Donc, vous refusez de parler aux journalistes depuis lundi ? Oui, j’ai dû refuser cinq ou six sollicitations. Il faut savoir qu’en ce moment, chaque personne de mon équipe reçoit une à deux demandes par jour ! On s’est mis à travailler sur le Covid assez rapidement et il n’y a pas tant d’épidémiologistes que ça en France. Faire de la pédagogie fait partie de notre métier mais là on y passe une bonne partie de notre temps. Ce qui est paradoxal, c’est qu’on n’a rarement été aussi sollicités – surtout lorsque les ministres se sont rendu compte qu’on avait besoin de modèles épidémiologiques pour le déconfinement – et jamais été autant ignorés en politique..
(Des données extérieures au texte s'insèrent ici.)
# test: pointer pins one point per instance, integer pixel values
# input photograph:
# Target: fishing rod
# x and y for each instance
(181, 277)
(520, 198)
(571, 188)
Qu’est-ce qui vous choque le plus dans la LPPR ? Le manque de moyens ? Il y a déjà les 6 milliards d’euros du Crédit d’impôt recherche qui sont actuellement gâchés et qu’on pourrait utiliser [pour financer la recherche fondamentale, NDLR]. Mais c’est plus profond qu’une question de moyens. La LPPR casse la spécificité et la force du système de recherche français : pouvoir travailler dans la durée, avec des postes titulaires… Et c’est dans la continuité de ce qui se fait depuis vingt ou trente ans mais là il y a un saut qualitatif. Jusqu’à maintenant, ils se contentaient d’organiser la pénurie, maintenant ils veulent imposer une logique de la recherche à court terme.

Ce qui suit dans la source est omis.